Exit Strategies For Iraq

While George W. Bush and John Kerry disagree on the legitimacy of the war in Iraq and how the occupation is being carried out, they generally share the same views on a US exit strategy.

But just as the planning for the peace proved overly optimistic, so, too, could the candidates' ideas about withdrawal.

Both men, though acknowledging a worsening insurgency, expect to work with an Iraqi government that gains in legitimacy and strength and wants American troops to stick around until they're no longer needed.

Both men forswear cutting and running. While Mr. Kerry says that if he were elected, he would begin withdrawing troops within the first six months of his administration, he's giving himself a whole term to get them all out. Mr.
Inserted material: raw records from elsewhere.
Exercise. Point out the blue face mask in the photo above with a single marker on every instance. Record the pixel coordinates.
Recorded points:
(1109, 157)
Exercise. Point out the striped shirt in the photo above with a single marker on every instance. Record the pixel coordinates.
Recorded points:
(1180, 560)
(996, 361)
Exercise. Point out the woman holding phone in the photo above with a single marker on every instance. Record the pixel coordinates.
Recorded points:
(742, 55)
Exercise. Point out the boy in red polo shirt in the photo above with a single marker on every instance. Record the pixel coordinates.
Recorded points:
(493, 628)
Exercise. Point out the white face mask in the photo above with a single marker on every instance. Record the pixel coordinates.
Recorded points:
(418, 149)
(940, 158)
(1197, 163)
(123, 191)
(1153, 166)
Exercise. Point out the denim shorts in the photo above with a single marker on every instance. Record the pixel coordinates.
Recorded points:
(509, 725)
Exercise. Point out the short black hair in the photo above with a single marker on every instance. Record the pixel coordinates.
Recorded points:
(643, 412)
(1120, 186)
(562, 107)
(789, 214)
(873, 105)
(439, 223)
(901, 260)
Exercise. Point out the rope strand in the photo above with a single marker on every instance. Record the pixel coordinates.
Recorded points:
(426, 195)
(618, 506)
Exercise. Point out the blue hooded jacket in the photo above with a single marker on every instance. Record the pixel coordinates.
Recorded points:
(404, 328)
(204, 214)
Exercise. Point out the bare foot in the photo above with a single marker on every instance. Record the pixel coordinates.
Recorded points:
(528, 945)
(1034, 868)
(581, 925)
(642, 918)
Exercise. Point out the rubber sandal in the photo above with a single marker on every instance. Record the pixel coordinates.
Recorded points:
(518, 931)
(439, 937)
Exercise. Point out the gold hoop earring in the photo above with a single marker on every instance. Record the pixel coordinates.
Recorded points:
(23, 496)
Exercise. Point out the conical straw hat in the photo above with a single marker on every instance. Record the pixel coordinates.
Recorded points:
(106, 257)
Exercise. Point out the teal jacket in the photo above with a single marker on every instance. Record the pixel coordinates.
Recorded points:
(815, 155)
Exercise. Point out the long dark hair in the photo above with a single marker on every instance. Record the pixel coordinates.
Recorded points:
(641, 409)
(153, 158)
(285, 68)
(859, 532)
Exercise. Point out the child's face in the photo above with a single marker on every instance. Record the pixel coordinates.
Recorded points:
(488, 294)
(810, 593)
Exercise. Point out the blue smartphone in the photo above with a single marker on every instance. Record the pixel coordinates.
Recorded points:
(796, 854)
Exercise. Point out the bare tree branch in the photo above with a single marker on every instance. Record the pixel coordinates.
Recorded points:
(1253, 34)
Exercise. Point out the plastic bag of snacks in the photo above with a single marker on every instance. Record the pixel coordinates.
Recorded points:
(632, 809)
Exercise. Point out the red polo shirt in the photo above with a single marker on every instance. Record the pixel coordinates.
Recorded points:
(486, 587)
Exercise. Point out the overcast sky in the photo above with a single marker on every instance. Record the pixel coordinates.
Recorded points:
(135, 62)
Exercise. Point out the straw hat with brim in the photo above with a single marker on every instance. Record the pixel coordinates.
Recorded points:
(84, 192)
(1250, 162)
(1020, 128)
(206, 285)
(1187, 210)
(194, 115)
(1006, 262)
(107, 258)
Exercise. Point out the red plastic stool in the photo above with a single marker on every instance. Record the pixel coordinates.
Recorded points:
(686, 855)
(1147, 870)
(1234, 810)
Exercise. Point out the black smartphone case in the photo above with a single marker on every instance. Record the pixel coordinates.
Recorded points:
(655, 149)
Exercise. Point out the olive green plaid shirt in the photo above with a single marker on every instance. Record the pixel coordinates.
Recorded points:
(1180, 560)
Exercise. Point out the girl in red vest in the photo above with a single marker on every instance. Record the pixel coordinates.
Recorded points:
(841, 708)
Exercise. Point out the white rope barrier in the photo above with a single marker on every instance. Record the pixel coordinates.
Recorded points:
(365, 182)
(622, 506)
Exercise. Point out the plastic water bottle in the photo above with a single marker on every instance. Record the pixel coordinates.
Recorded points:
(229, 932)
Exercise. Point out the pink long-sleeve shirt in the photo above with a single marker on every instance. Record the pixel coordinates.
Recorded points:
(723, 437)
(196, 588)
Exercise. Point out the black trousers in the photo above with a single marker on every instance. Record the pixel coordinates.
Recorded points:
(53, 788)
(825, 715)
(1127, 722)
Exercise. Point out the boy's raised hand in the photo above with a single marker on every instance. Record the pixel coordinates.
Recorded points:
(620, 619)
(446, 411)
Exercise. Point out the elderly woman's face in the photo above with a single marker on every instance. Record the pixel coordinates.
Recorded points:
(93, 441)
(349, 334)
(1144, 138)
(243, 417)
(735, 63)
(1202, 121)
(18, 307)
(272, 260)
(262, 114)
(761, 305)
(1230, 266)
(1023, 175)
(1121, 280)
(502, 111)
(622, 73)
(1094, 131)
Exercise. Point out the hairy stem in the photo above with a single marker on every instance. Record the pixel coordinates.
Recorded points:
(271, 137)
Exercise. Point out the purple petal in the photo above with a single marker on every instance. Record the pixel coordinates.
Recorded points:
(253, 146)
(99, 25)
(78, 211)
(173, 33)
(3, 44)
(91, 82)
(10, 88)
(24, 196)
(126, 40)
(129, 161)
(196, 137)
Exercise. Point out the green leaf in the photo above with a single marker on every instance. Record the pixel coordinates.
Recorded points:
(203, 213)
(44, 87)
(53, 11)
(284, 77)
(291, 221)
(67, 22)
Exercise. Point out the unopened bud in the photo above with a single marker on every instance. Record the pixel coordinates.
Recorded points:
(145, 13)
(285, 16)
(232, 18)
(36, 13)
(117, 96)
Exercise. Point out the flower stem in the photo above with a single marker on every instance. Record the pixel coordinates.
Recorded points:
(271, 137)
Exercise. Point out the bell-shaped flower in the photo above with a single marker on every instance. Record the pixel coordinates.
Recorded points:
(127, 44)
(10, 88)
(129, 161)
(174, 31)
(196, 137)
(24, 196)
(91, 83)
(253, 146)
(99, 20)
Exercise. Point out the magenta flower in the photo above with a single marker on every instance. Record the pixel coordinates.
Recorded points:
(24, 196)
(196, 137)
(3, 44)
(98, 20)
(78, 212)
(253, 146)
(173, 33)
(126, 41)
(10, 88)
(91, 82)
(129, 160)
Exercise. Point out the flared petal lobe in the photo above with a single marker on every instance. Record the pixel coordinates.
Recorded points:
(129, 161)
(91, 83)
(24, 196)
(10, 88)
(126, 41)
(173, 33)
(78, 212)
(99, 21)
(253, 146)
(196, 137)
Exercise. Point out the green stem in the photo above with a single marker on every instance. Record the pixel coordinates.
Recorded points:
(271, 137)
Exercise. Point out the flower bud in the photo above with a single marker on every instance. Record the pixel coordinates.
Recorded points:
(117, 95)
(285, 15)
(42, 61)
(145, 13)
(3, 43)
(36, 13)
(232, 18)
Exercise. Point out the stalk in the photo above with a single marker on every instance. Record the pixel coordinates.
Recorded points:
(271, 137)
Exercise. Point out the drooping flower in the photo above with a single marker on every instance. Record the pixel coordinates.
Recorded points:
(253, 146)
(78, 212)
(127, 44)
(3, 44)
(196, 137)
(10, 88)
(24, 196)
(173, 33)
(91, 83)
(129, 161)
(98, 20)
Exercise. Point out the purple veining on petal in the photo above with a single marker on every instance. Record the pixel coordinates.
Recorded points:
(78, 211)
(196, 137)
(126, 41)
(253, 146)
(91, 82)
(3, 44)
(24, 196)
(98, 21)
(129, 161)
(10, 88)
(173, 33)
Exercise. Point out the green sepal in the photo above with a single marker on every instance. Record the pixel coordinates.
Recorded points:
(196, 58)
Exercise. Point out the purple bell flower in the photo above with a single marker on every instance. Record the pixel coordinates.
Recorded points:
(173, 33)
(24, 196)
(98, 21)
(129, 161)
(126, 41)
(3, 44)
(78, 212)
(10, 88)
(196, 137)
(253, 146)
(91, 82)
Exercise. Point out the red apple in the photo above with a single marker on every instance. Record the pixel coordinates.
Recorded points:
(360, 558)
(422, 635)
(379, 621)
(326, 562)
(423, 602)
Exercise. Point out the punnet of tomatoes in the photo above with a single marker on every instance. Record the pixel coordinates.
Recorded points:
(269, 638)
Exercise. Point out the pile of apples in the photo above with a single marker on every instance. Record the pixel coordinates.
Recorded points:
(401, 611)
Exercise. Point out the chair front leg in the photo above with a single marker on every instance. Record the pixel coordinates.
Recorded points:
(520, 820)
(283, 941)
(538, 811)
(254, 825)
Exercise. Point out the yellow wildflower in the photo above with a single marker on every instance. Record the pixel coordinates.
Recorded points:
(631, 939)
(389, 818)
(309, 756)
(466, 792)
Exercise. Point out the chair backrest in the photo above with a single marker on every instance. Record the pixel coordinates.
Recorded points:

Bush says US troops will stay as long as necessary and no longer, but the US Army says it plans to maintain current levels at least through 2007.

As the occupation has shown, though, facts on the ground don't have much respect for best-case scenarios. It is not at all out of the realm of possibility, for instance, that a government hostile to the United States could be elected, and demand the US leave earlier than expected - risking civil war in Iraq.

A USA Today/CNN/Gallup poll in April found that while the majority of Iraqis said they would feel less secure without the coalition, 57 percent said foreign troops should leave anyway. One can only imagine that this sentiment has hardened and spread in the intervening months, and that when election campaigning begins in Iraq, a good many candidates will stump on a send-the-Yankees-home platform.

If they dominated the newly elected national assembly, they could ask the coalition forces to leave under the theory that those very forces perpetuate the insurgency. If the coalition leaves prematurely, though, Iraq risks breaking up.

This chain of events does not have to be. Some Iraqi experts believe that US-backed interim Prime Minister Iyad Allawi will marshal a political coalition that wins in the expected January elections.

Still, with the CIA giving three not-very-hopeful outlooks for Iraq (the worst being civil war, the best being tenuous stability), it would be unwise to count on the best outcome.

The candidates may not want to talk about anything less than the best-case scenario out of concern for dampening troop morale or boosting the insurgents. But inside their respective headquarters, let's hope they're seriously considering them all.